Haiti braucht Kapitalismus

5.2.2018 – von Michael Kastner.

Michael Kastner

Haiti sollte sofort damit aufhören, Land von Menschen zu konfiszieren, um die Leistung der Wirtschaft zu steigern. Im August 2013 trafen Männer mit Bulldozern in Tru-du-Nord, Haiti, ein, um Land zu konfiszieren – zur Verwirklichung der Wirtschaftswachstumsvision ihrer Regierung in diesem Teil des Landes, nämlich dem Anbau von Biobananen. Die Haitianer waren entsetzt und wussten nicht, wie ihnen geschah. Ihnen wurde nicht die Zeit gegeben, vorher noch ihre Felder abzuernten oder ihr Vieh in Sicherheit zu bringen. Familien wurden von ihrem Land vertrieben, und die örtliche Wirtschaft wurde komplett auf den Kopf gestellt – oder, genauer gesagt, auf zentral geplanten Biobananenanbau umgestellt.

Zentralplanung hat den Zweck, ein bestimmtes Ziel zu erreichen, ignoriert dabei aber die so wichtige Steuerung durch Marktpreise und untergräbt die Freiheit des Einzelnen. Die haitianische Regierung schuf eine Agrarfirma namens Agritrans SA, um den Aufbau der Biobananenpflanzungen zu beaufsichtigen. Laut dem haitianischen Finanzamt befand sich das von Agritrans verwendete Land in Staatsbesitz, allerdings lebten dort seit Jahrzehnten Bauern.

Der Bananenmann

Das Aushängeschild des Bananeninvestments ist der amtierende Präsident von Haiti, Jovenel Moïse.
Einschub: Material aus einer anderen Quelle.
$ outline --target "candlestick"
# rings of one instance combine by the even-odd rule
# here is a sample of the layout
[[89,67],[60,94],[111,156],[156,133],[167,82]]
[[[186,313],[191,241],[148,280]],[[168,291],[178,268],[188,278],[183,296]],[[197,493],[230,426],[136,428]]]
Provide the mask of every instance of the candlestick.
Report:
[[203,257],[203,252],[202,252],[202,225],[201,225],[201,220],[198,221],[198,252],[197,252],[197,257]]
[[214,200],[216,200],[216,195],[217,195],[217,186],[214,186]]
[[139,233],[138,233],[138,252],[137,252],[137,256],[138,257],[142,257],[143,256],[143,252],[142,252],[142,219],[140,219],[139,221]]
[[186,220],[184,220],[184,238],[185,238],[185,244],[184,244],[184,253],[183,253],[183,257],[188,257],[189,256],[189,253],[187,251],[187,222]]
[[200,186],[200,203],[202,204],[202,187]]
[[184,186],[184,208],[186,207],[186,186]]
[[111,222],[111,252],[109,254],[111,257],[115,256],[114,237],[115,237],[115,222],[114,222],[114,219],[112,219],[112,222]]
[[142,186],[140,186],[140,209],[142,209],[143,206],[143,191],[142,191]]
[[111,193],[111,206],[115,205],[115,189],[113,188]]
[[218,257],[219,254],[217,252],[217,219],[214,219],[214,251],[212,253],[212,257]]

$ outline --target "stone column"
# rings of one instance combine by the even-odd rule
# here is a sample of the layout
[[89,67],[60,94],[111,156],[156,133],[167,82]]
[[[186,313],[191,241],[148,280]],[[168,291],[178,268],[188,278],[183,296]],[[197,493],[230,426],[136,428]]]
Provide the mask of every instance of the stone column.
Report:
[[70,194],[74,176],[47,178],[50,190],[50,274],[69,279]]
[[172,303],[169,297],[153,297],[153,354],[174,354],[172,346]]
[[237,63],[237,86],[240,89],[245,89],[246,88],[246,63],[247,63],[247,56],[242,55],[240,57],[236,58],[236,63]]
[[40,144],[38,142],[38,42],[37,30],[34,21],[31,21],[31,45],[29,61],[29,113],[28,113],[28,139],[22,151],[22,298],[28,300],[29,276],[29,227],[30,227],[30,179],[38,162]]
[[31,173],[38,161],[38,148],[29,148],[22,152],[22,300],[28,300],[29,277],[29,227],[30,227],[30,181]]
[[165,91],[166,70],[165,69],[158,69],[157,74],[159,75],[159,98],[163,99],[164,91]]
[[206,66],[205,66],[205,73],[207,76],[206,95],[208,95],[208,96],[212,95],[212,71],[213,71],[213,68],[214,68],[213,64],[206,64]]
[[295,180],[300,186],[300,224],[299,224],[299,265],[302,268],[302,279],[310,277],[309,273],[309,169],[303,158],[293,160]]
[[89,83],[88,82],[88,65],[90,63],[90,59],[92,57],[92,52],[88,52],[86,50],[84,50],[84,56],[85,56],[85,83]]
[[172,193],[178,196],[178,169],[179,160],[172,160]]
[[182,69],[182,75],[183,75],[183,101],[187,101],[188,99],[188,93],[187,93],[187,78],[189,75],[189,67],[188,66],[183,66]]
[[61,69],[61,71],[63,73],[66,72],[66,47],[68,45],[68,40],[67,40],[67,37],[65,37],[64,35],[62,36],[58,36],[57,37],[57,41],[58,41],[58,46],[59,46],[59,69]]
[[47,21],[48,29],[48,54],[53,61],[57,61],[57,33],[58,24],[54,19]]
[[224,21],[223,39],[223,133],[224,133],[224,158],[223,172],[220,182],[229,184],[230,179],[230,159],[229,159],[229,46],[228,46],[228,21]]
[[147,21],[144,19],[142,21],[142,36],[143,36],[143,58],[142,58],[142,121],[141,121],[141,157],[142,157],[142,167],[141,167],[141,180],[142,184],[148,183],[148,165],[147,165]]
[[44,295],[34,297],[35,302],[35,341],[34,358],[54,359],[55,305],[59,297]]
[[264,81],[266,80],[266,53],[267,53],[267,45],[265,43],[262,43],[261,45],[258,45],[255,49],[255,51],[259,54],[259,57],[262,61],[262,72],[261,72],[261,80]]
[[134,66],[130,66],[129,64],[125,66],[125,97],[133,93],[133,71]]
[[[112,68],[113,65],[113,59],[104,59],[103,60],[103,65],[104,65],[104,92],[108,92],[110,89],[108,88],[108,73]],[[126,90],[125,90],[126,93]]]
Als er noch Geschäftsführer von Agritrans SA war, erhielt er den Spitznamen Nèg Bannann nan – auf Deutsch „der Bananenmann“. Sein Ruf als der Bananenmann verschaffte ihm im ländlichen Raum eine enorme Beliebtheit, die ihn Anfang 2017 bis auf den Sessel des Präsidenten von Haiti beförderte. Da Moïse als einziger auf dem Stimmzettel stand, bezeichneten manche die haitianische Präsidentschaftswahl als Farce.
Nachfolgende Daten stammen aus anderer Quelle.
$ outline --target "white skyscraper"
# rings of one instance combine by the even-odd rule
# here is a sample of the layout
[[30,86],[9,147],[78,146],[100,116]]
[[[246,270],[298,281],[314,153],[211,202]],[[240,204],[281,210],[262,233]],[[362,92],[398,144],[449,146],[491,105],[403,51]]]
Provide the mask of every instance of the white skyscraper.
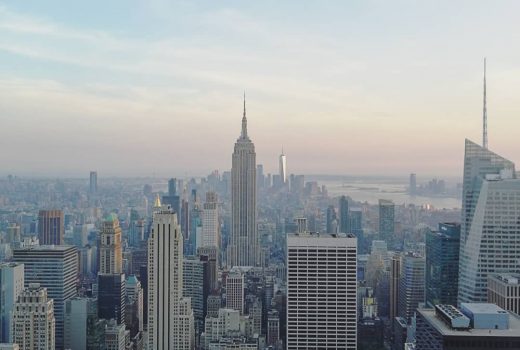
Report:
[[14,304],[23,291],[23,264],[5,263],[0,265],[0,342],[12,343],[11,318]]
[[352,235],[287,236],[287,350],[356,349]]
[[244,275],[232,271],[226,278],[226,308],[244,314]]
[[485,302],[489,274],[520,272],[515,165],[466,140],[458,302]]
[[99,232],[99,272],[122,273],[123,249],[121,247],[121,227],[116,214],[105,218]]
[[256,153],[247,136],[246,102],[242,133],[235,143],[231,168],[231,244],[228,266],[259,264],[258,232],[256,227]]
[[200,247],[217,247],[220,249],[220,229],[218,219],[218,202],[215,192],[206,192],[206,202],[202,211],[202,244]]
[[30,283],[18,297],[13,312],[13,343],[22,350],[54,350],[54,302],[47,288]]
[[148,348],[191,350],[194,320],[183,298],[183,236],[169,206],[156,200],[148,240]]
[[279,159],[279,170],[280,170],[280,179],[282,181],[282,184],[286,184],[287,183],[287,157],[283,153],[283,148],[282,148],[282,154],[280,154],[280,159]]

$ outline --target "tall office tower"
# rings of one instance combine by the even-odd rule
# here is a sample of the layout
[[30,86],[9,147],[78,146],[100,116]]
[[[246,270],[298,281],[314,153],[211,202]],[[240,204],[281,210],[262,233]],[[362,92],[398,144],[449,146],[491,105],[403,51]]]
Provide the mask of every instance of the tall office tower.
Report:
[[125,324],[133,338],[144,329],[144,294],[141,282],[135,275],[126,278],[126,316]]
[[390,259],[390,324],[398,316],[399,311],[399,285],[401,282],[401,255],[395,254]]
[[98,275],[98,316],[105,320],[115,319],[125,323],[126,278],[123,273],[100,273]]
[[0,264],[0,343],[12,343],[11,317],[24,287],[23,264]]
[[459,286],[460,224],[440,223],[426,233],[426,304],[457,305]]
[[[126,336],[125,325],[119,324],[116,320],[109,320],[105,329],[105,349],[106,350],[125,350]],[[153,349],[153,348],[149,348]],[[172,348],[175,349],[175,348]]]
[[520,272],[519,212],[515,165],[466,140],[459,303],[486,301],[488,274]]
[[62,210],[40,210],[38,213],[38,239],[40,244],[63,244],[64,223]]
[[256,153],[247,135],[246,101],[242,133],[235,143],[231,168],[231,244],[229,266],[258,266],[259,240],[256,226]]
[[494,304],[463,303],[418,309],[416,349],[520,349],[520,318]]
[[282,184],[287,183],[287,157],[283,153],[283,147],[282,147],[282,154],[280,154],[280,159],[278,163],[278,170],[280,174],[280,181]]
[[408,187],[408,193],[414,196],[417,193],[417,175],[415,173],[410,174],[410,185]]
[[280,316],[278,312],[269,311],[267,315],[267,345],[277,346],[280,340]]
[[54,302],[47,289],[29,283],[14,305],[13,343],[22,350],[54,350],[54,326]]
[[390,242],[395,234],[395,204],[386,199],[379,200],[379,237]]
[[20,350],[20,346],[13,343],[0,343],[0,350]]
[[207,257],[200,259],[187,256],[183,261],[183,295],[191,299],[195,331],[200,334],[206,317],[206,302],[209,295],[209,268]]
[[177,214],[156,208],[148,239],[148,348],[191,350],[194,320],[183,298],[183,236]]
[[[329,205],[327,208],[327,233],[338,232],[338,219],[336,216],[336,208],[333,205]],[[347,232],[342,232],[347,233]]]
[[497,274],[488,278],[488,303],[520,315],[520,274]]
[[339,232],[352,233],[350,228],[348,200],[345,196],[341,196],[339,199]]
[[424,260],[422,256],[407,253],[401,262],[398,313],[408,322],[419,303],[424,303]]
[[256,166],[256,188],[263,188],[265,185],[264,166],[258,164]]
[[65,349],[101,349],[105,334],[104,320],[97,315],[95,298],[75,297],[65,303]]
[[356,349],[356,249],[350,234],[287,236],[287,350]]
[[63,349],[65,302],[76,296],[78,250],[72,246],[30,246],[13,250],[13,260],[24,264],[25,286],[39,283],[54,301],[56,349]]
[[197,256],[199,259],[207,261],[209,290],[218,289],[219,251],[217,247],[199,247],[197,248]]
[[7,227],[7,240],[8,243],[20,242],[22,240],[21,227],[20,225],[13,223]]
[[220,248],[220,227],[218,199],[215,192],[206,192],[206,202],[202,211],[202,242],[200,247]]
[[226,278],[226,308],[244,314],[245,289],[244,275],[240,271],[231,271]]
[[90,172],[90,186],[89,186],[89,193],[91,195],[94,195],[97,193],[97,171],[91,171]]
[[168,180],[168,196],[175,196],[177,194],[177,179]]
[[121,227],[116,214],[105,218],[99,232],[99,272],[116,274],[123,272],[123,250],[121,247]]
Unter der Führung von Moïse erhielt Agritrans SA Anfang 2013 Investments in Höhe von 27 Millionen USD, 6 Millionen davon direkt vom industriellen Entwicklungsfonds der Regierung von Haiti (IDF). Agritrans und der IDF sind beides Scheinorganisationen im Dienste der Zentralplanung der Regierung von Haiti. Agritrans` einziger Zweck ist die Aufsicht über die Bananenplantagen, und der IDF ist inzwischen vollkommen in Vergessenheit geraten. Er erstellt seit der Geldzahlung an Agritrans keine Rechenschaftsberichte mehr.

Ein Bananenfriedhof

Die 1.000 Hektar Anbaufläche von Agritrans sind heute ein Bananenfriedhof, der von bewaffneten Sicherheitsleuten bewacht wird. Zunächst schien der Anbau planmäßig zu verlaufen, und Haiti rechnete damit, wöchentlich 45.000 Tonnen Bananen nach Europa zu exportieren. Seit Juli 2016 wurde aber keine einzige Banane mehr exportiert. Ein Teil der Gewinne ist für eine örtliche Landwirtschaftsgenossenschaft bestimmt, die für die vertriebenen Bauern gegründet wurde. Aber ohne Bananenverkauf gibt es auch keine Gewinne. Die haitianische Regierung hat das Land nicht instand gehalten – heute ist es Brachland.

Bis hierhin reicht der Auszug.